In 1969, a review by the Transport Control Board found that even on the Strathalbyn–Victor Harbor line, a total of only 4,500 passengers had boarded at stations during the previous year; closure of the lines south of Strathalbyn was recommended. The Parliamentary Standing Committee on Public Works then recommended an attempt be made to reinvigorate freight traffic rather than immediate closure of the main route, but recommended closure of the Milang branch. By then, although goods trains had operated occasionally, the last timetabled passenger service had run, on 30 November 1968. A special charter trip was operated on 15 June 1970, two days before the line was formally closed.[4]

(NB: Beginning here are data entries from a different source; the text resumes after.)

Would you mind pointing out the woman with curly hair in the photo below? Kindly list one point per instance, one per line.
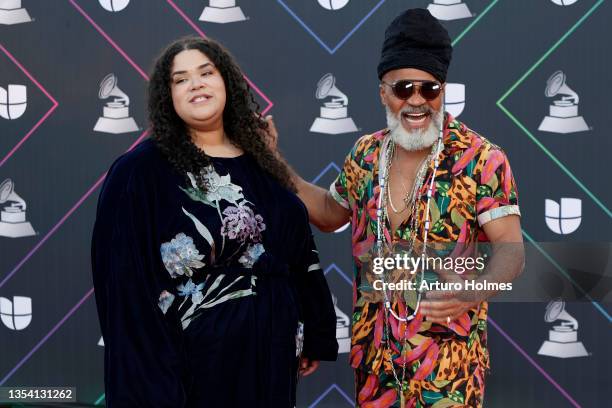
(206, 276)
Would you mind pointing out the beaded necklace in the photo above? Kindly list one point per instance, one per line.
(385, 158)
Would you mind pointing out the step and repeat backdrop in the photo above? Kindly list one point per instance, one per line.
(531, 75)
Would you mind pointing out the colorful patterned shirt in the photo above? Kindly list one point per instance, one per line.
(446, 362)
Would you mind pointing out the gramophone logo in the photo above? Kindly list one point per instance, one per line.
(11, 12)
(16, 314)
(333, 4)
(13, 102)
(334, 115)
(563, 113)
(564, 2)
(564, 217)
(13, 222)
(116, 117)
(114, 5)
(342, 329)
(562, 339)
(454, 98)
(222, 11)
(449, 9)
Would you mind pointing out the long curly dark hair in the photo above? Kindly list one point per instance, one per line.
(242, 119)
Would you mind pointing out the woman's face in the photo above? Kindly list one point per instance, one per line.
(198, 90)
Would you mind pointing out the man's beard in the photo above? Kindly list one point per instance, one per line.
(414, 140)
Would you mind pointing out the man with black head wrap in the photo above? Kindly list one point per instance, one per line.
(426, 178)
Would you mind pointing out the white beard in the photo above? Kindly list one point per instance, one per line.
(415, 140)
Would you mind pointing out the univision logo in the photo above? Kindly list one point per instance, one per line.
(564, 2)
(564, 217)
(114, 5)
(13, 102)
(16, 315)
(333, 4)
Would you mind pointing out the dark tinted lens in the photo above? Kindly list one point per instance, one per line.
(430, 90)
(403, 89)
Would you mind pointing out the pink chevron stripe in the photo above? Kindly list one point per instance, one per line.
(110, 40)
(199, 31)
(65, 217)
(46, 115)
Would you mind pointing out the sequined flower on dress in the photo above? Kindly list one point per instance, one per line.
(217, 188)
(251, 255)
(242, 223)
(180, 255)
(193, 290)
(165, 301)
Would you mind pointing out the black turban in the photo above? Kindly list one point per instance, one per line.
(416, 39)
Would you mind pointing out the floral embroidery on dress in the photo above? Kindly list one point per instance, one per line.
(180, 255)
(251, 255)
(218, 188)
(165, 301)
(239, 224)
(193, 290)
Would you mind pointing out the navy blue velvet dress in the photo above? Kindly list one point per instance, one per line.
(205, 299)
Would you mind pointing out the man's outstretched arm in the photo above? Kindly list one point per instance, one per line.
(325, 213)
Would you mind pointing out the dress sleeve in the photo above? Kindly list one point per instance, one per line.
(143, 359)
(496, 194)
(316, 303)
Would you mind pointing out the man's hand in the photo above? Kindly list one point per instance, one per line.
(308, 366)
(505, 265)
(445, 306)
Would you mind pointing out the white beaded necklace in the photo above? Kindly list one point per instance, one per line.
(385, 157)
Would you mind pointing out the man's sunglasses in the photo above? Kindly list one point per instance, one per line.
(405, 88)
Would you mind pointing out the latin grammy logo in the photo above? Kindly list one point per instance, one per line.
(11, 12)
(564, 217)
(563, 113)
(334, 115)
(13, 102)
(449, 10)
(16, 314)
(454, 98)
(13, 222)
(562, 339)
(222, 11)
(115, 118)
(342, 329)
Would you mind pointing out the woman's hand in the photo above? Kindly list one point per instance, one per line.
(272, 135)
(308, 366)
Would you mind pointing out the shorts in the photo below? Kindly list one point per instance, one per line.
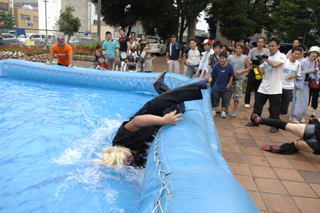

The Milang Historical Railway Museum,[5] which opened in 1992, has become one of Milang's major attractions. After the line was closed, the track and structures had been removed; the wooden station building was purchased and used for 20 years as an outbuilding on a farm. Subsequently, it was donated to the museum and members transported it back to its original site, to become the centrepiece of the museum on a new platform. All track and ballast had been removed, so museum members acquired and installed components that allowed them to replicate the previous track layout. Railway memorabilia and displays of the railway-era history of the town and surrounding districts are situated in the building and in several items of rolling stock next to the platform.[6]
Other than in the early years, safety in train operation was secured by the train order system. A mixed (freight and passenger) steam-hauled train provided the service from Strathalbyn until 1925, when new Brill Model 55 railcars commenced running daily between Adelaide and Milang.[7] A goods train worked several times a week from Strathalbyn. By the late 1930s, a larger Brill Model 75 railcar stationed at Strathalbyn worked all Milang services except for a weekly locomotive-hauled train. From 1942 to 1968, all goods and livestock traffic was in four-wheeled vehicles towed by the railcar.[8] In 1968 (the year the passenger service was halted), legislative protection of goods traffic on the South Australian Railways ceased and traffic plummeted on the line. Motive power for solely goods traffic was then provided on demand by mainline trains[9] doubling back from Sandergrove or Strathalbyn as necessary until the line was closed two years later.